We were told at both of these stops about a method they use to fight insects without chemical insecticides called “sexual confusion.” They hang this little gadget filled with pheromones on each row of vines and the male insects apparently become so frustrated looking for the females who aren’t there that they leave the grapes alone!  Go figure!

Last stop was Freixenet, a large Cava producer.  We have really enjoyed the Cava, as we did the sparkling wines in many other regions we’ve visited thus far.  They all use the methode champenois and produce a quality product.  Here we toured the caves that were deep underground, and finished with a plate of Iberian ham accompanied by a glass of brut Cava; and delicious carquinyolis, the Spanish version of biscotti, with a rosé.
     

There is more to come in Barcelona, especially seeing the Gaudi buildings. Stay tuned…

5 thoughts on “Ah…Barcelona!”

  1. I have no idea where you guys get the energy to do so much in one day, even in one weekend but the reporting and photos are amazing. I thought we saw Barcelona in four days, but apparently we did not even scratch the surface. Great post. Thanks.
    PS: Maybe it’s me, but that mural in your bathroom looks a lot like Rick.

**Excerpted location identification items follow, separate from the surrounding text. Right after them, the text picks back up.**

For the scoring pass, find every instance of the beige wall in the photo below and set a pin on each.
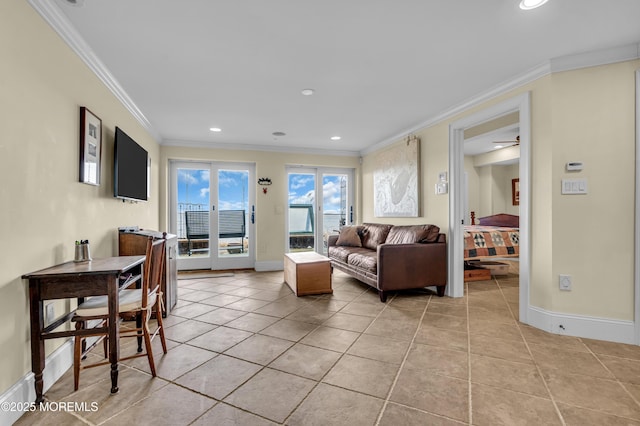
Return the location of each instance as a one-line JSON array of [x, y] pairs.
[[585, 115], [44, 207], [593, 235], [270, 207]]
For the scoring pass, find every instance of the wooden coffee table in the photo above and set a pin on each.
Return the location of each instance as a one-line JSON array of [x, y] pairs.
[[307, 273]]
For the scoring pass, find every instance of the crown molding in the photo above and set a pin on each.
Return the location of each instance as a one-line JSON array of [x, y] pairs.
[[61, 25], [264, 148], [564, 63], [612, 55], [518, 81]]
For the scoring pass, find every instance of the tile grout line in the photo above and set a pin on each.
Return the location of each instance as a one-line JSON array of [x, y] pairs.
[[620, 383], [544, 382], [404, 359], [469, 389]]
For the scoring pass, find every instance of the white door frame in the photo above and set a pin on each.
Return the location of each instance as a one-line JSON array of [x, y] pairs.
[[636, 317], [318, 173], [213, 261], [521, 104]]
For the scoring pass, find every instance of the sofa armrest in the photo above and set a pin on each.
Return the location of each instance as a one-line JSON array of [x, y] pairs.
[[402, 266]]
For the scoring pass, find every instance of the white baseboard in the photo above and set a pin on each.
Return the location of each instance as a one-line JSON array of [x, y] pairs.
[[24, 390], [274, 265], [611, 330]]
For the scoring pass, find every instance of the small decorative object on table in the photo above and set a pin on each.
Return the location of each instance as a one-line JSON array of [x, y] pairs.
[[83, 254]]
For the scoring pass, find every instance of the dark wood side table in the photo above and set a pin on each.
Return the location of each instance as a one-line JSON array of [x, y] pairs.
[[77, 280]]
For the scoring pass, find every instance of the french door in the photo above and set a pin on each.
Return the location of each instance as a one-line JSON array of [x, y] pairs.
[[212, 208], [320, 201]]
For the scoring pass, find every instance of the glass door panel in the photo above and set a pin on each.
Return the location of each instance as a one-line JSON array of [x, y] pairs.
[[235, 215], [310, 222], [301, 216], [336, 209], [192, 214], [212, 212]]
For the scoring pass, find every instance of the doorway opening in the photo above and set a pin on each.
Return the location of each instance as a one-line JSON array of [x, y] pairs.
[[458, 196]]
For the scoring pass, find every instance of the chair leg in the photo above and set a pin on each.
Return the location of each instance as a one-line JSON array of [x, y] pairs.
[[160, 325], [77, 353], [147, 344], [139, 327]]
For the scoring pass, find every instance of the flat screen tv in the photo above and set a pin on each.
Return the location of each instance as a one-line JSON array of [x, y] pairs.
[[131, 169]]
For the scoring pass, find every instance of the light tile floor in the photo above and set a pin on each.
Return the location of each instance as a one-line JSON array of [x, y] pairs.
[[244, 350]]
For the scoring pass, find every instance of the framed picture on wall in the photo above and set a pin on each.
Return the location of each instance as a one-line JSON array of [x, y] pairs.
[[90, 147], [515, 192]]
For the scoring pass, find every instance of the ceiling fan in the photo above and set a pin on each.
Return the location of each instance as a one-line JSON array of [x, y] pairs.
[[514, 142]]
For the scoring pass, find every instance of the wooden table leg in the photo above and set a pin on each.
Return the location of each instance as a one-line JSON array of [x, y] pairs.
[[114, 344], [37, 343]]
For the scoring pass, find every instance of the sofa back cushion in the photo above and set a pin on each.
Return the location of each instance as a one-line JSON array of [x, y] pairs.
[[350, 236], [374, 234], [408, 234]]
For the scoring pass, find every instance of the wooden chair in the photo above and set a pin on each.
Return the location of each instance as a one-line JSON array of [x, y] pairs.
[[139, 303]]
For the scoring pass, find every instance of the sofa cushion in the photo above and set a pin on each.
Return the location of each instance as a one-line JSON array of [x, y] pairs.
[[408, 234], [350, 236], [365, 259], [341, 253], [374, 234]]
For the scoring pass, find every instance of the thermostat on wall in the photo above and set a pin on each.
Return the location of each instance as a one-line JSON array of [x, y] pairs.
[[574, 166]]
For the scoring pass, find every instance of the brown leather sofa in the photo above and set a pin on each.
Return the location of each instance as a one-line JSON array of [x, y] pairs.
[[391, 257]]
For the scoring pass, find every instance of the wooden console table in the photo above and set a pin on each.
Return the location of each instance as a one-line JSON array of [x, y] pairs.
[[76, 280]]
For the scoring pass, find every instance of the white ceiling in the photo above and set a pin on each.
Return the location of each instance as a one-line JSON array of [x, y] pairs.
[[379, 68]]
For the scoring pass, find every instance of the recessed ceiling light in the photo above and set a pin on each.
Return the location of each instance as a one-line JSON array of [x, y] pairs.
[[531, 4]]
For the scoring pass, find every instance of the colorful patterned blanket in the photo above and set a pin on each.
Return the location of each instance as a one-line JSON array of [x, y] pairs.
[[491, 241]]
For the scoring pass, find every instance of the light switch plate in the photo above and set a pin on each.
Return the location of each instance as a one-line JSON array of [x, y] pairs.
[[576, 186]]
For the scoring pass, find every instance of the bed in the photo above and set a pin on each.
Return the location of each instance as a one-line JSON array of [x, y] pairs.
[[496, 236]]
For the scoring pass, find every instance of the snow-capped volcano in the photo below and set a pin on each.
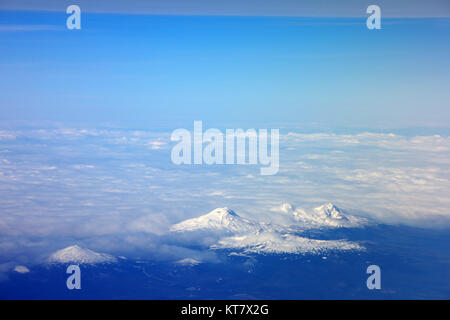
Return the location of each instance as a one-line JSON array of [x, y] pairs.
[[327, 215], [331, 211], [220, 219], [237, 233], [76, 254]]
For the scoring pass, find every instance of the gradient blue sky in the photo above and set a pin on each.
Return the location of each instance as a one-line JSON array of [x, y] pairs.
[[137, 70]]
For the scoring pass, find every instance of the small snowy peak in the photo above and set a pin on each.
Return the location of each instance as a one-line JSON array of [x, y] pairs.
[[286, 208], [21, 269], [220, 219], [327, 216], [76, 254], [330, 210], [188, 262]]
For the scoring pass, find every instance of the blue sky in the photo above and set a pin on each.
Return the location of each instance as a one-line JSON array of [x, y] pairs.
[[85, 172], [141, 70]]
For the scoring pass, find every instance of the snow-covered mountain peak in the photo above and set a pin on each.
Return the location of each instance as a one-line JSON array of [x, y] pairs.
[[330, 210], [220, 219], [77, 254]]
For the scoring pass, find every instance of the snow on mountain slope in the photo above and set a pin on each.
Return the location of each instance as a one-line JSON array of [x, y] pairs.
[[283, 243], [220, 219], [327, 215], [251, 236], [76, 254], [189, 262]]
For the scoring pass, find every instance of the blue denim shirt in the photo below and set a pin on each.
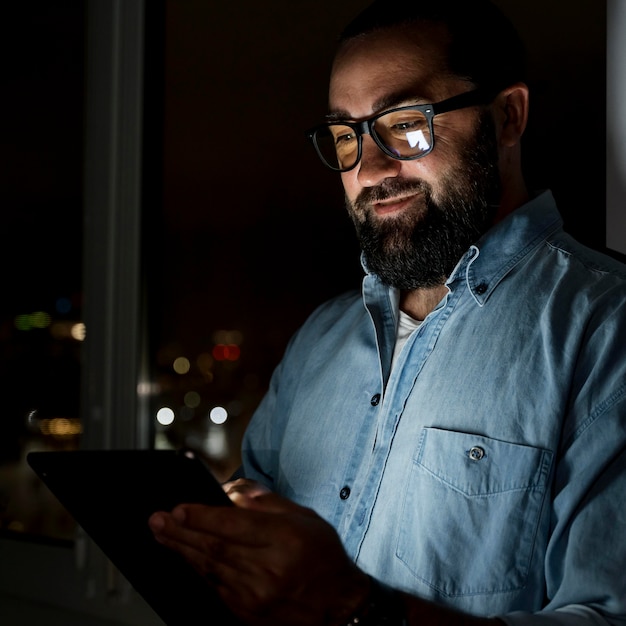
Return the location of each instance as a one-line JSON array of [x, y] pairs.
[[487, 470]]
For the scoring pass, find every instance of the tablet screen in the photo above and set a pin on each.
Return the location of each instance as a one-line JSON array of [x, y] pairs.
[[112, 493]]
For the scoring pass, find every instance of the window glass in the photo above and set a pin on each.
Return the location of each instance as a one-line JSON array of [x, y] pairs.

  2. Thank you again for taking us with you on your incredible adventures.
    Wishing you a VERY HAPPY VAENTINES DAY!
    Stay well. Marion

  3. Your postings are fantastic! I love vicariously learning about these many locations. What a treasure to have when you are older and go, “remember when we”…and there it’ll be…your touchstone to your great adventures.

  4. I love vicariously learning about these many locations. What a treasure to have when you are older and go, “remember when we”…and there it’ll be…your touchstone to your great adventures.